Toute la famille de l’agriculteur était très impliquée : l’épouse, comme dit plus haut, se chargeait souvent de la traite des laitières et des travaux de laiterie : vente du lait aux clients de la ferme... Dans certaines exploitations suivaient écrémage et confection du beurre et des fromages puis commercialisation auprès des familles clientes et de commerces locaux...
Les enfants eux aussi étaient souvent associés aux travaux agricoles : les grandes vacances à l’époque, s’étendait du 15 juillet au 1er octobre (période de travaux plus intenses), ramassage des pommes de terre et des fruits en saison, conduite au parc ou garde des troupeaux dans la vaine pâture [1], coupage des ficelles à la batteuse, mise en tas des gerbes à la moisson etc... Tout au long de l’année, tous les membres de la famille, y compris les grands-parents, s’impliquaient en période de gros travaux ou de travaux spécifiques comme l’abattage du porc et la confection de la cochonnaille... Elle servirait à toute la famille...

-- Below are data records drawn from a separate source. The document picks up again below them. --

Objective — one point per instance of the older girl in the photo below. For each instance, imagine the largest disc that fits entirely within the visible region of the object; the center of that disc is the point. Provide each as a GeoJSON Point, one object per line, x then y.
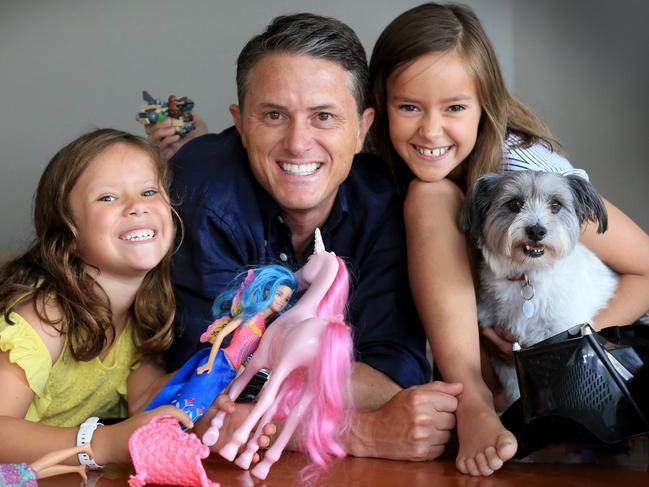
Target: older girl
{"type": "Point", "coordinates": [443, 118]}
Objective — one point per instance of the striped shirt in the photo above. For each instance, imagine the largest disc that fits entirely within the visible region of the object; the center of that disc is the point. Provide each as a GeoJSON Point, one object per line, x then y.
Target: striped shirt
{"type": "Point", "coordinates": [536, 158]}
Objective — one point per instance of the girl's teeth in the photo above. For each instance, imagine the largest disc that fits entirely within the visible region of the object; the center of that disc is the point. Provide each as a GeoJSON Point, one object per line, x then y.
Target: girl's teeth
{"type": "Point", "coordinates": [139, 235]}
{"type": "Point", "coordinates": [300, 169]}
{"type": "Point", "coordinates": [438, 152]}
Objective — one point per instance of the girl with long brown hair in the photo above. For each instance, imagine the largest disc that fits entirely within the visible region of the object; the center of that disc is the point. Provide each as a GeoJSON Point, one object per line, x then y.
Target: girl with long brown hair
{"type": "Point", "coordinates": [86, 311]}
{"type": "Point", "coordinates": [443, 118]}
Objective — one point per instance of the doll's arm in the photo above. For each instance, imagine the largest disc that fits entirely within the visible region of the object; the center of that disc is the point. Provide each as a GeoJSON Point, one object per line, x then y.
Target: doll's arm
{"type": "Point", "coordinates": [218, 340]}
{"type": "Point", "coordinates": [624, 247]}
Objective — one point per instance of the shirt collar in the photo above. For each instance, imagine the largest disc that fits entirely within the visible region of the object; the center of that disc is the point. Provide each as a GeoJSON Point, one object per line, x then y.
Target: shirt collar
{"type": "Point", "coordinates": [270, 209]}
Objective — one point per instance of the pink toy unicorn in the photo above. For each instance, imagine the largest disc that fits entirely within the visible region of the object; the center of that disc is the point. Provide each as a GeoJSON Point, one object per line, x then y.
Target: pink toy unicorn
{"type": "Point", "coordinates": [309, 351]}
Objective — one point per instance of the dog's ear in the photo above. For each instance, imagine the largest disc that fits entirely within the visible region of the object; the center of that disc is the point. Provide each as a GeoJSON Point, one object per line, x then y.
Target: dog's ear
{"type": "Point", "coordinates": [476, 204]}
{"type": "Point", "coordinates": [588, 203]}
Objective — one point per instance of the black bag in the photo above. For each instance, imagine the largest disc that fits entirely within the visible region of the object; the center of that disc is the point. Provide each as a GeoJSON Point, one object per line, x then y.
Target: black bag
{"type": "Point", "coordinates": [581, 385]}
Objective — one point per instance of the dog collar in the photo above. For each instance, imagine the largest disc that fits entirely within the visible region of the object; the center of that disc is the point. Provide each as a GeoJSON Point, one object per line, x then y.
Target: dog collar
{"type": "Point", "coordinates": [519, 277]}
{"type": "Point", "coordinates": [527, 293]}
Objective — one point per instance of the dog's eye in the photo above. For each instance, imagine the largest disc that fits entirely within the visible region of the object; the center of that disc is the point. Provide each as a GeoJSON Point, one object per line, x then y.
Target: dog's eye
{"type": "Point", "coordinates": [515, 205]}
{"type": "Point", "coordinates": [555, 206]}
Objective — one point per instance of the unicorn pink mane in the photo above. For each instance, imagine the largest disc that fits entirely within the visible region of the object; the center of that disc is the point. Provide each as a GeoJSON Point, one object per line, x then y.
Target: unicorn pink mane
{"type": "Point", "coordinates": [328, 417]}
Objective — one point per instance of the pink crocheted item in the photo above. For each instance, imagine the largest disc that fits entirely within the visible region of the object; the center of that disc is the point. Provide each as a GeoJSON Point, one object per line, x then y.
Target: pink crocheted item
{"type": "Point", "coordinates": [164, 454]}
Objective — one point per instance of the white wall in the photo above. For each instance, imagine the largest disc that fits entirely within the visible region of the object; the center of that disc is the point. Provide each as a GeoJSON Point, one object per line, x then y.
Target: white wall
{"type": "Point", "coordinates": [67, 66]}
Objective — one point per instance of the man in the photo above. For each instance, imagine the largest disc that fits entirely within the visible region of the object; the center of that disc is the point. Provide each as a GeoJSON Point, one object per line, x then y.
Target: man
{"type": "Point", "coordinates": [255, 195]}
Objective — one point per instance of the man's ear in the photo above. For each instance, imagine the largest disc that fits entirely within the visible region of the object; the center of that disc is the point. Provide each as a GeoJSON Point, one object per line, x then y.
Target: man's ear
{"type": "Point", "coordinates": [235, 111]}
{"type": "Point", "coordinates": [365, 123]}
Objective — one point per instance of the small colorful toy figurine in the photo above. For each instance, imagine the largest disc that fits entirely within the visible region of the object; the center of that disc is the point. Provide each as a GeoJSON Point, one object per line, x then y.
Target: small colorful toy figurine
{"type": "Point", "coordinates": [264, 293]}
{"type": "Point", "coordinates": [164, 454]}
{"type": "Point", "coordinates": [310, 354]}
{"type": "Point", "coordinates": [24, 475]}
{"type": "Point", "coordinates": [177, 108]}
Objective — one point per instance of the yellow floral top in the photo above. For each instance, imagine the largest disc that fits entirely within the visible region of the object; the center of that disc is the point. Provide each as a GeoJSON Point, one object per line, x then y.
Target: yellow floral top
{"type": "Point", "coordinates": [68, 391]}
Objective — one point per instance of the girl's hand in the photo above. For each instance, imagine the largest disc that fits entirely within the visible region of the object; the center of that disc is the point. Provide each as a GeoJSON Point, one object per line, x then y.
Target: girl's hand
{"type": "Point", "coordinates": [110, 443]}
{"type": "Point", "coordinates": [236, 414]}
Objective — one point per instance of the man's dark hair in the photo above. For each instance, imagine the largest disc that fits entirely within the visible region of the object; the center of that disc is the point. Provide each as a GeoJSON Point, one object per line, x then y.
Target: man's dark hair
{"type": "Point", "coordinates": [312, 35]}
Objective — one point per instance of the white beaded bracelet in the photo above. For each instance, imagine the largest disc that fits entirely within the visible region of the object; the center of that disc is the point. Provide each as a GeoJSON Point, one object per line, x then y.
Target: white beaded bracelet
{"type": "Point", "coordinates": [84, 437]}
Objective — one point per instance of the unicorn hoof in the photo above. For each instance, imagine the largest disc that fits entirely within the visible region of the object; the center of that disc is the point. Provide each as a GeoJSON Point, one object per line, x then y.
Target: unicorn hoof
{"type": "Point", "coordinates": [211, 437]}
{"type": "Point", "coordinates": [261, 470]}
{"type": "Point", "coordinates": [229, 451]}
{"type": "Point", "coordinates": [245, 459]}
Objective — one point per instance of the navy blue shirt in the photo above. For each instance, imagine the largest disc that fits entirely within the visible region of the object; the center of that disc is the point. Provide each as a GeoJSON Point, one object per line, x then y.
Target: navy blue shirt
{"type": "Point", "coordinates": [231, 222]}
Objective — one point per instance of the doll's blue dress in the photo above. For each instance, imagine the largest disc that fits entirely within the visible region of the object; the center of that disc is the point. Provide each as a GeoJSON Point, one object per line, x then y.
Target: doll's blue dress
{"type": "Point", "coordinates": [193, 392]}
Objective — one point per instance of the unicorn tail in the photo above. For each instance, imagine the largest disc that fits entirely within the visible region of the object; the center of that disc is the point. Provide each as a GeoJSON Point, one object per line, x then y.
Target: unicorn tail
{"type": "Point", "coordinates": [330, 413]}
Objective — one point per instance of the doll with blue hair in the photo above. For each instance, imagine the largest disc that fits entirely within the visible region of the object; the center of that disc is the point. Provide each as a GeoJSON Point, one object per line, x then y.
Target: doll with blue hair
{"type": "Point", "coordinates": [244, 310]}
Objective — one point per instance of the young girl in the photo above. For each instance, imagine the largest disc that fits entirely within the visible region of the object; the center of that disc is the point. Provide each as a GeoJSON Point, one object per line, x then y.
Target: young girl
{"type": "Point", "coordinates": [87, 309]}
{"type": "Point", "coordinates": [443, 118]}
{"type": "Point", "coordinates": [263, 294]}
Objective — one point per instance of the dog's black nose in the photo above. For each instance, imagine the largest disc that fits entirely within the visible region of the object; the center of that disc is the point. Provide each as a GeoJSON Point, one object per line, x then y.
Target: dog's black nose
{"type": "Point", "coordinates": [536, 233]}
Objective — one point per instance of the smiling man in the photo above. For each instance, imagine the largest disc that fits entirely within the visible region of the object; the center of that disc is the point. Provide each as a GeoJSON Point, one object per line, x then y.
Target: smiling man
{"type": "Point", "coordinates": [255, 194]}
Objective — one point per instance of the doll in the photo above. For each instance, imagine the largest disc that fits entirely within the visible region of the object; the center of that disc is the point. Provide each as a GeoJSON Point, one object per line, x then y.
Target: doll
{"type": "Point", "coordinates": [24, 475]}
{"type": "Point", "coordinates": [310, 352]}
{"type": "Point", "coordinates": [264, 293]}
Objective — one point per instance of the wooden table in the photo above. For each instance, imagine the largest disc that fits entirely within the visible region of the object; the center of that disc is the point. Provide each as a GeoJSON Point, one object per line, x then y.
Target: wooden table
{"type": "Point", "coordinates": [578, 466]}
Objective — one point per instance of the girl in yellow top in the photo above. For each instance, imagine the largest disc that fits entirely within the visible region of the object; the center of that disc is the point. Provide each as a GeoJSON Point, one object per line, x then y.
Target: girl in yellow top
{"type": "Point", "coordinates": [85, 312]}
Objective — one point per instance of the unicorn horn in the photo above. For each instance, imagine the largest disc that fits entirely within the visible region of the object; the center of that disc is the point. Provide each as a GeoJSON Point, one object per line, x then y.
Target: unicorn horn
{"type": "Point", "coordinates": [318, 246]}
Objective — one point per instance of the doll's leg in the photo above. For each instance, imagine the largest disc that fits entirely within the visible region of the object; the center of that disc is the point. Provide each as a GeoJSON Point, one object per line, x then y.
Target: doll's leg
{"type": "Point", "coordinates": [245, 459]}
{"type": "Point", "coordinates": [211, 435]}
{"type": "Point", "coordinates": [275, 451]}
{"type": "Point", "coordinates": [56, 457]}
{"type": "Point", "coordinates": [265, 401]}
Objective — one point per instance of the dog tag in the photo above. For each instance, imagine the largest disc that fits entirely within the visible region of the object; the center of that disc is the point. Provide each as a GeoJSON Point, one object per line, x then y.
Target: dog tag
{"type": "Point", "coordinates": [528, 308]}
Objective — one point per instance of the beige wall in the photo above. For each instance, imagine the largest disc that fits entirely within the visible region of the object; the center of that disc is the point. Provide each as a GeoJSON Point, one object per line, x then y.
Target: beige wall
{"type": "Point", "coordinates": [68, 66]}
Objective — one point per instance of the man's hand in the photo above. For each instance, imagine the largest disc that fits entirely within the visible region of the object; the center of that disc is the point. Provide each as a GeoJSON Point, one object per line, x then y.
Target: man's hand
{"type": "Point", "coordinates": [165, 137]}
{"type": "Point", "coordinates": [414, 425]}
{"type": "Point", "coordinates": [499, 342]}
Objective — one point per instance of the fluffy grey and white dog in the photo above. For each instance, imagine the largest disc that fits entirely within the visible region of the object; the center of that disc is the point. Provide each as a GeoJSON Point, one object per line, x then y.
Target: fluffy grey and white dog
{"type": "Point", "coordinates": [536, 278]}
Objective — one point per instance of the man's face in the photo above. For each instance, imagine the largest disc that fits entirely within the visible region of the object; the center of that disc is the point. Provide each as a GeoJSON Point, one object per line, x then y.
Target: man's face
{"type": "Point", "coordinates": [301, 128]}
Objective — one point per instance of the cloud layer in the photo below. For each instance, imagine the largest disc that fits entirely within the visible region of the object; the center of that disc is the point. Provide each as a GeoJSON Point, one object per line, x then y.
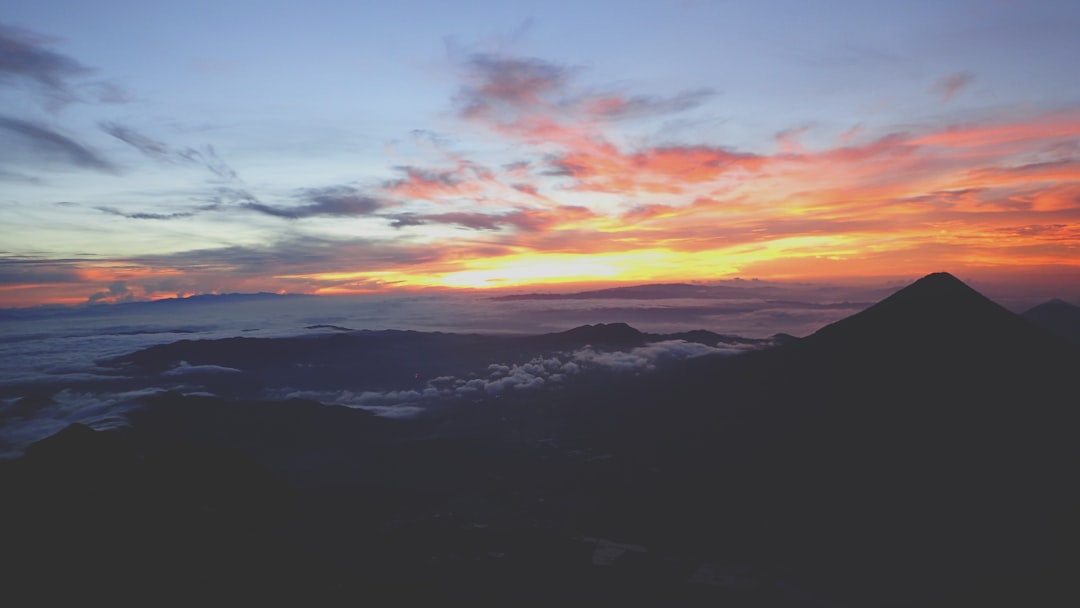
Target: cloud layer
{"type": "Point", "coordinates": [541, 176]}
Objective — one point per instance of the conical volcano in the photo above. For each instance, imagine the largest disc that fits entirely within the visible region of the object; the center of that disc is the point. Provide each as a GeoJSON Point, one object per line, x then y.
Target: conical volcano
{"type": "Point", "coordinates": [925, 445]}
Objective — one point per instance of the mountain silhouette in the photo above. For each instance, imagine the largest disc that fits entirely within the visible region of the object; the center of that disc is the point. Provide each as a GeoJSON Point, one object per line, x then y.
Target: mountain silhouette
{"type": "Point", "coordinates": [1057, 316]}
{"type": "Point", "coordinates": [921, 451]}
{"type": "Point", "coordinates": [920, 445]}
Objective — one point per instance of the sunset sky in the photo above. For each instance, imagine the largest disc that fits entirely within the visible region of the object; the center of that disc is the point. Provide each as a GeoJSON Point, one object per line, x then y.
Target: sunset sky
{"type": "Point", "coordinates": [153, 149]}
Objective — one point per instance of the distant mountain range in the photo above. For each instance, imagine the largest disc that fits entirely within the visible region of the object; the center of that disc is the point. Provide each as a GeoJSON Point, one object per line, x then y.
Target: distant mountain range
{"type": "Point", "coordinates": [1058, 316]}
{"type": "Point", "coordinates": [921, 451]}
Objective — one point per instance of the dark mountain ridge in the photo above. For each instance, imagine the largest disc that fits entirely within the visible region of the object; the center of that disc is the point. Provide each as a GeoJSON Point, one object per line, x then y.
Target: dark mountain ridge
{"type": "Point", "coordinates": [918, 453]}
{"type": "Point", "coordinates": [1057, 316]}
{"type": "Point", "coordinates": [933, 419]}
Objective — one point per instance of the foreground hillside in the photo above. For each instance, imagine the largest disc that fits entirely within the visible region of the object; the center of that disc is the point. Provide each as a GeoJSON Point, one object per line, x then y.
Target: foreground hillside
{"type": "Point", "coordinates": [920, 451]}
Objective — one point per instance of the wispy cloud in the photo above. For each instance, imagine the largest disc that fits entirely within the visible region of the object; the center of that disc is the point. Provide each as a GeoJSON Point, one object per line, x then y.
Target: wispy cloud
{"type": "Point", "coordinates": [45, 145]}
{"type": "Point", "coordinates": [340, 201]}
{"type": "Point", "coordinates": [949, 85]}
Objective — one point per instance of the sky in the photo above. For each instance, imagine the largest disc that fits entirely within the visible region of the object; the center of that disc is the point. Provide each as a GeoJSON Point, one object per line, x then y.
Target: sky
{"type": "Point", "coordinates": [152, 149]}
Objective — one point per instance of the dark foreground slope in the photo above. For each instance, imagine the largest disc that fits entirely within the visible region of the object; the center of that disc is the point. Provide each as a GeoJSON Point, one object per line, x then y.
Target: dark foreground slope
{"type": "Point", "coordinates": [922, 448]}
{"type": "Point", "coordinates": [1057, 316]}
{"type": "Point", "coordinates": [919, 453]}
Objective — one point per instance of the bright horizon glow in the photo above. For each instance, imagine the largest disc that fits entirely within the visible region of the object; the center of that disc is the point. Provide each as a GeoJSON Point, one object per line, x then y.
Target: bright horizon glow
{"type": "Point", "coordinates": [503, 147]}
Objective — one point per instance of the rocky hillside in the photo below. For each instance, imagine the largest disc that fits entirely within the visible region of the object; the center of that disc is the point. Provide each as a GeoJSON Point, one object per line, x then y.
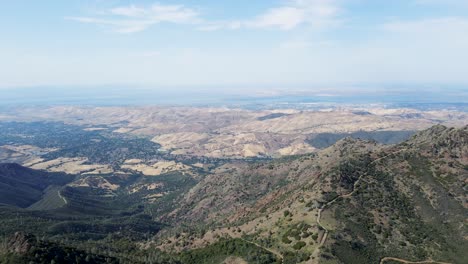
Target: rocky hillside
{"type": "Point", "coordinates": [354, 202]}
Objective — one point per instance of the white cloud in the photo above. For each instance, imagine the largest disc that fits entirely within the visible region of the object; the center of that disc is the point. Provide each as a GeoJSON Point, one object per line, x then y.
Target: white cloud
{"type": "Point", "coordinates": [293, 13]}
{"type": "Point", "coordinates": [433, 26]}
{"type": "Point", "coordinates": [130, 19]}
{"type": "Point", "coordinates": [315, 13]}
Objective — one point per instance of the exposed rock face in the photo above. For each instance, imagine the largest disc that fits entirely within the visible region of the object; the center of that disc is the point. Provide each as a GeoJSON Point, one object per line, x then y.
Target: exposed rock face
{"type": "Point", "coordinates": [354, 202]}
{"type": "Point", "coordinates": [237, 133]}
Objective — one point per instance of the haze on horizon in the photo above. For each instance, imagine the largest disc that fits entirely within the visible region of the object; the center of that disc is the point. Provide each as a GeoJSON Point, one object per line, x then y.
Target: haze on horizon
{"type": "Point", "coordinates": [281, 43]}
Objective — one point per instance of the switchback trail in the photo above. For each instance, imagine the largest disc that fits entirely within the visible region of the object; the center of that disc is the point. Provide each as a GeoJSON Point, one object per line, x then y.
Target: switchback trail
{"type": "Point", "coordinates": [356, 183]}
{"type": "Point", "coordinates": [382, 261]}
{"type": "Point", "coordinates": [277, 254]}
{"type": "Point", "coordinates": [63, 198]}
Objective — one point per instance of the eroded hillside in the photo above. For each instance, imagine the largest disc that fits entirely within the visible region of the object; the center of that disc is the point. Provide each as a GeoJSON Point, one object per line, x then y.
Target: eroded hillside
{"type": "Point", "coordinates": [355, 202]}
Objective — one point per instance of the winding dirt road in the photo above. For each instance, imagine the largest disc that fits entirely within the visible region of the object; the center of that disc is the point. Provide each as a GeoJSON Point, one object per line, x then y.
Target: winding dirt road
{"type": "Point", "coordinates": [274, 252]}
{"type": "Point", "coordinates": [382, 261]}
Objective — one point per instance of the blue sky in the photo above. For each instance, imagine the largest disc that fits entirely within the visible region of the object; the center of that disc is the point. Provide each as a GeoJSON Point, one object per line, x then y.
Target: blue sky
{"type": "Point", "coordinates": [238, 44]}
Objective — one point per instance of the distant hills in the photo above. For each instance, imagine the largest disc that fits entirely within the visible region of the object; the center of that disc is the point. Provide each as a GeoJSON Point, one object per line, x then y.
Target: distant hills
{"type": "Point", "coordinates": [356, 201]}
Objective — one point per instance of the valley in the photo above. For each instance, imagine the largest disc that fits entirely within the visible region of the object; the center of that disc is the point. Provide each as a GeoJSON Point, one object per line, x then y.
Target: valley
{"type": "Point", "coordinates": [130, 197]}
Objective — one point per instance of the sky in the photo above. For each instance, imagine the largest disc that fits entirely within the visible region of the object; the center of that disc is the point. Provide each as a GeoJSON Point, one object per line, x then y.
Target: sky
{"type": "Point", "coordinates": [240, 44]}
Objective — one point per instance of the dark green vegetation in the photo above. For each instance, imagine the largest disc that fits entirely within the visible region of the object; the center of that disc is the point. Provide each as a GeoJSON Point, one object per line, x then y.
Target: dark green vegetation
{"type": "Point", "coordinates": [72, 141]}
{"type": "Point", "coordinates": [407, 201]}
{"type": "Point", "coordinates": [325, 140]}
{"type": "Point", "coordinates": [22, 187]}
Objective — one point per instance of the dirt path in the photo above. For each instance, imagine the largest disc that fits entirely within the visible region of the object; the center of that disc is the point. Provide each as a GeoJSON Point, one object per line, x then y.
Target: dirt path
{"type": "Point", "coordinates": [382, 261]}
{"type": "Point", "coordinates": [356, 183]}
{"type": "Point", "coordinates": [274, 252]}
{"type": "Point", "coordinates": [63, 198]}
{"type": "Point", "coordinates": [325, 235]}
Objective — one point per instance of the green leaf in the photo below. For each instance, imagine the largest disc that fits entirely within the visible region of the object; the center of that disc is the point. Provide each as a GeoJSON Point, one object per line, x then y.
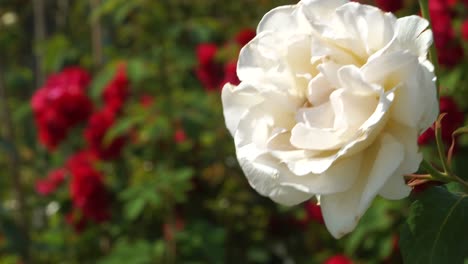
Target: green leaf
{"type": "Point", "coordinates": [436, 229]}
{"type": "Point", "coordinates": [121, 128]}
{"type": "Point", "coordinates": [134, 208]}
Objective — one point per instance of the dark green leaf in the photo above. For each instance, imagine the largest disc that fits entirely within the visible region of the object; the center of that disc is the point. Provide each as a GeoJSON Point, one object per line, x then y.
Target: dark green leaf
{"type": "Point", "coordinates": [436, 229]}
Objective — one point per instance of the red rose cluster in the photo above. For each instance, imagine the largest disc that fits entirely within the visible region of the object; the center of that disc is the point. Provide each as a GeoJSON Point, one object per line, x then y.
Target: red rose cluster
{"type": "Point", "coordinates": [449, 47]}
{"type": "Point", "coordinates": [453, 119]}
{"type": "Point", "coordinates": [211, 71]}
{"type": "Point", "coordinates": [114, 96]}
{"type": "Point", "coordinates": [87, 190]}
{"type": "Point", "coordinates": [53, 180]}
{"type": "Point", "coordinates": [58, 106]}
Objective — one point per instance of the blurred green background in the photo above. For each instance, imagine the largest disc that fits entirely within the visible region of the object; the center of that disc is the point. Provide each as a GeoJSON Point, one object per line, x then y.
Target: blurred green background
{"type": "Point", "coordinates": [174, 193]}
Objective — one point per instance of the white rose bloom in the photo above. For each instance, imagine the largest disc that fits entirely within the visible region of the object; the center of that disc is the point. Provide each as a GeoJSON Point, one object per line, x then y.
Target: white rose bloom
{"type": "Point", "coordinates": [333, 97]}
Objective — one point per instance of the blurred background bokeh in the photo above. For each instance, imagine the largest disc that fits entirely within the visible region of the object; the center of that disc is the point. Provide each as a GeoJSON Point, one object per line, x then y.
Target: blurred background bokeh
{"type": "Point", "coordinates": [113, 147]}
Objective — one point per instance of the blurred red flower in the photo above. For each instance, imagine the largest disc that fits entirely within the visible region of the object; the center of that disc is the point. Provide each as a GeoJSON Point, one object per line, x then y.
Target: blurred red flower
{"type": "Point", "coordinates": [60, 104]}
{"type": "Point", "coordinates": [117, 90]}
{"type": "Point", "coordinates": [213, 74]}
{"type": "Point", "coordinates": [49, 184]}
{"type": "Point", "coordinates": [87, 190]}
{"type": "Point", "coordinates": [179, 135]}
{"type": "Point", "coordinates": [464, 30]}
{"type": "Point", "coordinates": [98, 125]}
{"type": "Point", "coordinates": [450, 51]}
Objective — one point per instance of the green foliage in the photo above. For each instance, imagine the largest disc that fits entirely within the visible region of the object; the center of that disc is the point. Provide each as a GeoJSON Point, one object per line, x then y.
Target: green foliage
{"type": "Point", "coordinates": [436, 230]}
{"type": "Point", "coordinates": [176, 193]}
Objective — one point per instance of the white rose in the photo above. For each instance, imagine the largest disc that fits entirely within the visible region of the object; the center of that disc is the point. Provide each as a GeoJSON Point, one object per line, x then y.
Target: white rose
{"type": "Point", "coordinates": [333, 97]}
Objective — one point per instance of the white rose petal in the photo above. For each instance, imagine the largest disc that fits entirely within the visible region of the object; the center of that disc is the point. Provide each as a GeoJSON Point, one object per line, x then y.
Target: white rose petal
{"type": "Point", "coordinates": [333, 96]}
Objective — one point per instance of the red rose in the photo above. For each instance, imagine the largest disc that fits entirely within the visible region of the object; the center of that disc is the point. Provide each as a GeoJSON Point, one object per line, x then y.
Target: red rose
{"type": "Point", "coordinates": [450, 51]}
{"type": "Point", "coordinates": [60, 104]}
{"type": "Point", "coordinates": [117, 90]}
{"type": "Point", "coordinates": [88, 192]}
{"type": "Point", "coordinates": [465, 30]}
{"type": "Point", "coordinates": [53, 180]}
{"type": "Point", "coordinates": [98, 125]}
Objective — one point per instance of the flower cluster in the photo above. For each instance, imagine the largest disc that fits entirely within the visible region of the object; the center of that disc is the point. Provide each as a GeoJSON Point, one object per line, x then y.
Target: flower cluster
{"type": "Point", "coordinates": [87, 190]}
{"type": "Point", "coordinates": [99, 123]}
{"type": "Point", "coordinates": [60, 104]}
{"type": "Point", "coordinates": [211, 71]}
{"type": "Point", "coordinates": [53, 180]}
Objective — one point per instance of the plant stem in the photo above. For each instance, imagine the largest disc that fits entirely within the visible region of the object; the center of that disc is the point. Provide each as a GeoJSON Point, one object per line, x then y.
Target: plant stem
{"type": "Point", "coordinates": [39, 37]}
{"type": "Point", "coordinates": [435, 174]}
{"type": "Point", "coordinates": [96, 36]}
{"type": "Point", "coordinates": [15, 163]}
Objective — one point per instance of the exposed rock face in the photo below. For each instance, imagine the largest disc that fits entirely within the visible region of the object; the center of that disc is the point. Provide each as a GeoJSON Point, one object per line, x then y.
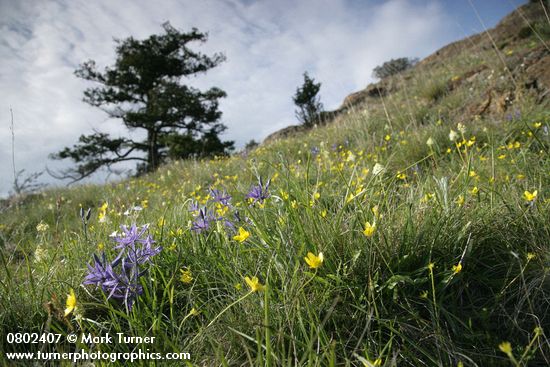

Existait aussi une solidarité du quartier et du village, pour donner un coup de main rémunéré ou échangé contre d’autres services ou fournitures (charrois, lait pommes de terre, fumier...) aide fournie toujours en période de travail intense ou à l’occasion d’un événement exceptionnel : accident, décès, fête familiale...
La vie familiale : sur le plan alimentaire, la famille vivait beaucoup en autarcie : lait et produits laitiers, œufs, volailles, viande de porc et charcuterie, souvent base de l’alimentation carnée tous les jours de la semaine avec poisson le vendredi et souvent volaille ou lapin le dimanche, légumes du jardin, fruits. Chaque ferme possédait quelques arbres fruitiers... Pour la boisson, depuis longtemps déjà dans la région, la vigne avait disparu et ne fournissait plus de vin. En Argonne le cidre était encore produit dans beaucoup de fermes, avec les pommes ramassées dans les pâtures et les poires carisées (venant de gros poiriers occupant souvent les fourrières ou les bouts de champs). Le cidre était pour les familles la boisson principale.
Certaines coutumes festives se présentaient chaque année : dans notre région, la Saint Eloi le 1er décembre (elle se fête toujours) réunissait tous les travailleurs de la terre et du métal avec Messe solennelle, bénédiction et partage ensemble de la brioche, bien arrosée... A cette occasion, chaque propriétaire de chevaux préparait une corbeille d’avoine où étaient implantés des petits pains, autant que de chevaux possédés, ils étaient bénis et distribués aux animaux au repas de midi. Dans de nombreux villages à la Saint Eloi, toute la communauté se rassemblait pour un repas en commun, parfois accompagné de jeux ou d’un bal.
A la fin de la fenaison et de la moisson, lorsque rentrait le dernier chariot de foin ou de gerbes, un bouquet de fleurs sauvages était accroché sur l’échelette avant ; c’était l’occasion pour tous ceux qui avaient participé aux travaux, de déguster une tarte préparée par la fermière, autour d’un pot de l’amitié, moments chaleureux où se racontaient histoires, anecdotes et souvenirs.